# Finite morphisms to projective space

Let $X$ be a projective variety of dimension n. Then there exists a finite surjective morphism $X \to \mathbf P^n$. Let $d$ be the minimal degree of such a finite surjective morphism.

Let $d^\prime > d$.

Question. Does there exist a finite surjective morphism $X\to \mathbf P^n$ of degree $d^\prime$?

The answer is yes for multiples of $d$, but what about the general case?

Also, by Riemann-Roch the answer is yes for $n=1$.
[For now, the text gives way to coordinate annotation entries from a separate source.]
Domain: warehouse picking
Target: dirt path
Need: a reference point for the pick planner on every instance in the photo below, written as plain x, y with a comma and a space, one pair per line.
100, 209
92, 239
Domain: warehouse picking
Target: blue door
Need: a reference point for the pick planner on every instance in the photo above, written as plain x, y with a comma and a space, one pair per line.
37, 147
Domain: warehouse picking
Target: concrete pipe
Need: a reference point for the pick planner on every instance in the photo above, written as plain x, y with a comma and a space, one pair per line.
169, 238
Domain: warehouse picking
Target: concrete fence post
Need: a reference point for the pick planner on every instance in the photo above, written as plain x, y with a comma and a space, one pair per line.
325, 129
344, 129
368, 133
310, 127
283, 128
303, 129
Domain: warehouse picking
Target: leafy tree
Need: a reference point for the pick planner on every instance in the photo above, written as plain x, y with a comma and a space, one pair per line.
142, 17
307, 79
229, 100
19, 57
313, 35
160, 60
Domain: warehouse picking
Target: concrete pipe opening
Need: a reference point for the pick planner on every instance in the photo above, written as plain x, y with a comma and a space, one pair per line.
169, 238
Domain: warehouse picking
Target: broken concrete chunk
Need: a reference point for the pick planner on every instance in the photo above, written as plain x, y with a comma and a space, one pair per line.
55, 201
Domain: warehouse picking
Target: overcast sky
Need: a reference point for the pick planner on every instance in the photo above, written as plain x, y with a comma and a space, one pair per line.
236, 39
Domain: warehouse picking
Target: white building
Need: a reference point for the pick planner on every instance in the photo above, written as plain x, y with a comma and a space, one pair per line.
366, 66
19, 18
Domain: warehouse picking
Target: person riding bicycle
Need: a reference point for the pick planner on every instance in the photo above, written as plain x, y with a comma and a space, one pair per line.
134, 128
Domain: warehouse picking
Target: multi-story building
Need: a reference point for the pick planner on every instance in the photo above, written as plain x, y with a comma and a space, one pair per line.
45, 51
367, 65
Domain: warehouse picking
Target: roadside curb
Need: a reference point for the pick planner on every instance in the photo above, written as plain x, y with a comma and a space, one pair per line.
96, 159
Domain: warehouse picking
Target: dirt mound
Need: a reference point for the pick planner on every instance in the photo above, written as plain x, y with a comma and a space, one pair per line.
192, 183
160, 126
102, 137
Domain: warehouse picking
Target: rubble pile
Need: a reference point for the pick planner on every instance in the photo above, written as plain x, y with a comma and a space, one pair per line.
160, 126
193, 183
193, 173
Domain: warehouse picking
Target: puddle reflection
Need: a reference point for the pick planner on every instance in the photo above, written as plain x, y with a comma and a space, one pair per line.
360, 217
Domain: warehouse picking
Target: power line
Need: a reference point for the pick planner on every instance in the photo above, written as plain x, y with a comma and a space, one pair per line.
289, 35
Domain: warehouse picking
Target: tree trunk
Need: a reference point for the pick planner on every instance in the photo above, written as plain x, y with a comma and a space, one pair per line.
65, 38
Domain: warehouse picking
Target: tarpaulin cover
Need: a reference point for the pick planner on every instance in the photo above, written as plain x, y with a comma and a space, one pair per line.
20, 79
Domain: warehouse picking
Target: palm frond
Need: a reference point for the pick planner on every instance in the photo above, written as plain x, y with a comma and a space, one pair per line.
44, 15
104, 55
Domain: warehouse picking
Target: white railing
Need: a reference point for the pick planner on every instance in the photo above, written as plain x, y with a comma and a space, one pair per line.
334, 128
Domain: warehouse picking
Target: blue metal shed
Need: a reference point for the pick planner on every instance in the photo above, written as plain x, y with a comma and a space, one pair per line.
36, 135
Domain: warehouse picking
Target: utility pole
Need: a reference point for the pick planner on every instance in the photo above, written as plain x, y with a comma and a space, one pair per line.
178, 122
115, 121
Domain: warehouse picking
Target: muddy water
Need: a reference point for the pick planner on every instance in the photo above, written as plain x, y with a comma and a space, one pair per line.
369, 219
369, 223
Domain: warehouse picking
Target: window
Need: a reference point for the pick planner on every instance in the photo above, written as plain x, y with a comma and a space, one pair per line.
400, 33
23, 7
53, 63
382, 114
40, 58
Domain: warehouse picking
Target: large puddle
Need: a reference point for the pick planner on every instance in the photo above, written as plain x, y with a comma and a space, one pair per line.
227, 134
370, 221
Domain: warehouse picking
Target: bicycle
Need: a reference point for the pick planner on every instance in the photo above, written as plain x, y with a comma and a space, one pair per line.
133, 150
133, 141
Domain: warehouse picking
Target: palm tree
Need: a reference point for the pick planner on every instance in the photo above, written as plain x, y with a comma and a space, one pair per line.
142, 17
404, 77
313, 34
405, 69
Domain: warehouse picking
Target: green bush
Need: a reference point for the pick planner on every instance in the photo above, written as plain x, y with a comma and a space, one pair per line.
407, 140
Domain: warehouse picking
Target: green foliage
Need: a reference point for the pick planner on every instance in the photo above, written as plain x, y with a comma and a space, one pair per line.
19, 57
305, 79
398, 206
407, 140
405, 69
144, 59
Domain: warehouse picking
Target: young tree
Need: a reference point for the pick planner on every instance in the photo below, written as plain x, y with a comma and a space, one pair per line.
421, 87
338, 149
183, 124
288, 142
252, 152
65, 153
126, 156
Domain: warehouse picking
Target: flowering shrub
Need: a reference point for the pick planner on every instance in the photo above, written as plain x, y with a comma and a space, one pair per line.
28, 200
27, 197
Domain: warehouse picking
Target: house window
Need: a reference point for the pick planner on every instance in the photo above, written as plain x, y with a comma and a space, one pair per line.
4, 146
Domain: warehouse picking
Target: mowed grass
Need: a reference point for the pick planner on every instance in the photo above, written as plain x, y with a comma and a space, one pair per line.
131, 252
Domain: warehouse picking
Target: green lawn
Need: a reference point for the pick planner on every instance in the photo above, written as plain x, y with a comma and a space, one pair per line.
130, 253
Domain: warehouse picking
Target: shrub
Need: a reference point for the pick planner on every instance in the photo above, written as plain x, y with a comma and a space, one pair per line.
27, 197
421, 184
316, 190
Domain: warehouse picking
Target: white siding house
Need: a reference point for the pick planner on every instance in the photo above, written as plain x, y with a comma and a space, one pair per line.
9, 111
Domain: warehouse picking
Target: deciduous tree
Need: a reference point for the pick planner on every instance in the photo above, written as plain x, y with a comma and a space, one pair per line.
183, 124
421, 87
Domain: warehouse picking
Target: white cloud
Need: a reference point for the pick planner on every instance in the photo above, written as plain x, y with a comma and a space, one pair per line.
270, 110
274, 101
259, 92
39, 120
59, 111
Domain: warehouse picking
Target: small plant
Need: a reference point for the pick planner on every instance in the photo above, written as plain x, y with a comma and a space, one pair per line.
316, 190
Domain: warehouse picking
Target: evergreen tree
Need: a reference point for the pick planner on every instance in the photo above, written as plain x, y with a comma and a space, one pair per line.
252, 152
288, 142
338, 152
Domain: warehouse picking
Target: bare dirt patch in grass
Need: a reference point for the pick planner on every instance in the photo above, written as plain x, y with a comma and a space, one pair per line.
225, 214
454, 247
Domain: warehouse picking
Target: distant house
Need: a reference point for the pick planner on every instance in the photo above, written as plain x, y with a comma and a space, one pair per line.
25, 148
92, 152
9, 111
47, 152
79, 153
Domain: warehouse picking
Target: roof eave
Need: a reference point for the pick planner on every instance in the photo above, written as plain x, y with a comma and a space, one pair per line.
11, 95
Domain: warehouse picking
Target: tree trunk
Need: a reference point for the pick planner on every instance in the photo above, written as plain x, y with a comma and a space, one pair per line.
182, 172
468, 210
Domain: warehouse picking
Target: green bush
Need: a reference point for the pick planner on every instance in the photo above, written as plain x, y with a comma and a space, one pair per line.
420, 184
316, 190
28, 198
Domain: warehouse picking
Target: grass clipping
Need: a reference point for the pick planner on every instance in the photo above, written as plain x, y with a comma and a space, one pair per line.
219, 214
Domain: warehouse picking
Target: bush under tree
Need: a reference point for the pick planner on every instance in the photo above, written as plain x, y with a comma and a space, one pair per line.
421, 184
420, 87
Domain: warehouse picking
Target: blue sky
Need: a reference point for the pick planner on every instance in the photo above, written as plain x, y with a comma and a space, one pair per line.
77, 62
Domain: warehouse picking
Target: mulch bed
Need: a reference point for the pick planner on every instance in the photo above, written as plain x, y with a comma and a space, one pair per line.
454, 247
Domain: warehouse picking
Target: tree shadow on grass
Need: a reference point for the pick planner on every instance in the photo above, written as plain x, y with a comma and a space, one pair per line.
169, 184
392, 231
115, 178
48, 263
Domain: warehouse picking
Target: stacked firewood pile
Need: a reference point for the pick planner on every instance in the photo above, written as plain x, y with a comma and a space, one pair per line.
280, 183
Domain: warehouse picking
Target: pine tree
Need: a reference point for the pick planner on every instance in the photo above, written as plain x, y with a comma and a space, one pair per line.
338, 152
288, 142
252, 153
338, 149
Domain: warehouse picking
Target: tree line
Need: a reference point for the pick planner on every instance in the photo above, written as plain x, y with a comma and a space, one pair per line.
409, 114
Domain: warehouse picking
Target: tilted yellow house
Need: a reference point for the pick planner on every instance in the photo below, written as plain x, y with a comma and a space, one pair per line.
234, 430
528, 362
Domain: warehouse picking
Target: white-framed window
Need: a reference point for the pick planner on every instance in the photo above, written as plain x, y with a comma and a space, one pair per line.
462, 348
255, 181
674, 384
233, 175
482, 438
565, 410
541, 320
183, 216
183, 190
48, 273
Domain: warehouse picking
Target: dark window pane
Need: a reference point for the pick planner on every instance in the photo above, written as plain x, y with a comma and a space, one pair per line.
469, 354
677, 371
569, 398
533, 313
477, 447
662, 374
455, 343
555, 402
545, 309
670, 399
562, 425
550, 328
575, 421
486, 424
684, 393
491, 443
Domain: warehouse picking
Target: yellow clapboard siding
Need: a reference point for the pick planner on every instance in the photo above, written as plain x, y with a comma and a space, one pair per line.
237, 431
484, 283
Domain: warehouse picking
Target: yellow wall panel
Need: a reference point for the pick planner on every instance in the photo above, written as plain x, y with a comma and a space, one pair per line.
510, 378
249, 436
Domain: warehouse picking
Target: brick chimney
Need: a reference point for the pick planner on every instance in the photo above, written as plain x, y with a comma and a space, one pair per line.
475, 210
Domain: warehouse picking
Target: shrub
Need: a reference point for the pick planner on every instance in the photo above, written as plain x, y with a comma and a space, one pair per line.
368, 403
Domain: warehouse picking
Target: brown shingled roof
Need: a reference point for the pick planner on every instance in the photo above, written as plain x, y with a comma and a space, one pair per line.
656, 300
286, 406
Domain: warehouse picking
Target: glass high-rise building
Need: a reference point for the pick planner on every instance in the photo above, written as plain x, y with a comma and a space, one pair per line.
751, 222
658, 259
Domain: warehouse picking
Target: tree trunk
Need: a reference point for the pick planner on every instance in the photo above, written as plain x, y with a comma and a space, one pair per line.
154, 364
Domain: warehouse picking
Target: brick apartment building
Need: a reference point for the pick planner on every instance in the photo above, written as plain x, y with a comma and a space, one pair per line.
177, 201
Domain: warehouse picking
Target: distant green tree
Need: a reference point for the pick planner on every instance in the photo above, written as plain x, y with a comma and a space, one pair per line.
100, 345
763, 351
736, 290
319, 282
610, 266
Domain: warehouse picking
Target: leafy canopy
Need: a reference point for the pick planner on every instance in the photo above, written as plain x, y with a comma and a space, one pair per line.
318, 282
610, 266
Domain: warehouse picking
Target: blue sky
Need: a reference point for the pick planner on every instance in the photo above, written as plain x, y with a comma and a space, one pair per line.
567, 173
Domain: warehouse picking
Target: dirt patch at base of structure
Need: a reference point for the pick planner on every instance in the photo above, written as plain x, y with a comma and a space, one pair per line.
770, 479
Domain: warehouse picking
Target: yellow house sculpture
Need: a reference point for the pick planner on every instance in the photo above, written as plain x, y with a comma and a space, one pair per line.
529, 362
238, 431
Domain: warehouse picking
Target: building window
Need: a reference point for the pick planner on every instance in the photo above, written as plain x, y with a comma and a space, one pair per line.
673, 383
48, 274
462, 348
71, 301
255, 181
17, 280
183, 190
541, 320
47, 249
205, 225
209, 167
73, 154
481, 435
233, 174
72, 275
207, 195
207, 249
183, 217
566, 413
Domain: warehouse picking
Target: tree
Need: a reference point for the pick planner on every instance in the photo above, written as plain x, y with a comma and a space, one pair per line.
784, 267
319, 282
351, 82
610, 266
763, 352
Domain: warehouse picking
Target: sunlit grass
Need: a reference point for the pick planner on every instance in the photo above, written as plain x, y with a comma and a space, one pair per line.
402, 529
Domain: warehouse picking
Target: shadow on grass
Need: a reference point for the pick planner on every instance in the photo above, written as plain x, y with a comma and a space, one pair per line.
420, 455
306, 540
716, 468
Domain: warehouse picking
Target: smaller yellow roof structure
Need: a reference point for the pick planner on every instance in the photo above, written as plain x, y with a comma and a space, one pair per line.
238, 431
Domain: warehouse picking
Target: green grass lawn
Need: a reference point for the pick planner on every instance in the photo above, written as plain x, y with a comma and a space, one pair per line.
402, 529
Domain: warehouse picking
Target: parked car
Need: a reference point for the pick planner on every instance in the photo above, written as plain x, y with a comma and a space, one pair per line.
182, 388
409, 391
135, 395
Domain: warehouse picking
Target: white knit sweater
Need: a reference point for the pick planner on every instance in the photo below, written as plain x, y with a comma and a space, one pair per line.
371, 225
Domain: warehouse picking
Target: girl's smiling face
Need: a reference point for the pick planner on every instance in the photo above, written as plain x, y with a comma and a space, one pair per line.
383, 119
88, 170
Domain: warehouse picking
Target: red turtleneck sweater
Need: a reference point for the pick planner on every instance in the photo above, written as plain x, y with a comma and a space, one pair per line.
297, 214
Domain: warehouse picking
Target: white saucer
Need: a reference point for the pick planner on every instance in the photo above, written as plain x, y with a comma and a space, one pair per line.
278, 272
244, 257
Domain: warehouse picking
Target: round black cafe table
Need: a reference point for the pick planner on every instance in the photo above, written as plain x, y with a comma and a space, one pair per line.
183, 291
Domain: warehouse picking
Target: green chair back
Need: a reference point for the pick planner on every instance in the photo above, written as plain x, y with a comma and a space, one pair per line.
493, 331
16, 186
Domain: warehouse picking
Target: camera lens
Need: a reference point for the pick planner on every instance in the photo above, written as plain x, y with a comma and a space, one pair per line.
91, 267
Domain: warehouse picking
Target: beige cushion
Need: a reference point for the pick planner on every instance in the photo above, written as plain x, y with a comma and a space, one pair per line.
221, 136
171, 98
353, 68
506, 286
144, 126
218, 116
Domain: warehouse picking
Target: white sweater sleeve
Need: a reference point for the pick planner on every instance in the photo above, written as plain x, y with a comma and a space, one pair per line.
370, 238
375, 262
• In fact, I do not think it is true if $n=1$. If you choose $X$ to be an hyperelliptic curve of genus $g\geq 3$, one has $d=2$, But such a curve cannot be trigonal, which exactly means that you cannot reach $d'=3$. – Olivier Benoist Mar 5 '14 at 23:20
• There is a paper in Inventiones (1989) by Paranjape, K. H. and Srinivas, V. Self maps of homogeneous spaces where they prove that finite surjective morphisms between Grassmannians are isomorphisms, – P Vanchinathan Mar 6 '14 at 9:13

The answer is no in general. For an easy $2$-dimensional case, take for example $X=\mathbb{P}^1\times \mathbb{P}^1$, in which case $d=2$. Then, only the multiples of $d$ are possible for $d'$. Indeed, take a morphism $X\to \mathbb{P}^2$, and denote by $D$ the divisor of its linear system, which satisfies $D^2=d'$. The Picard group of $X$ is generated by $f_1,f_2$, the two fibres of the two projections, and $D=af_1+bf_2$, so $d'=D^2=2ab$.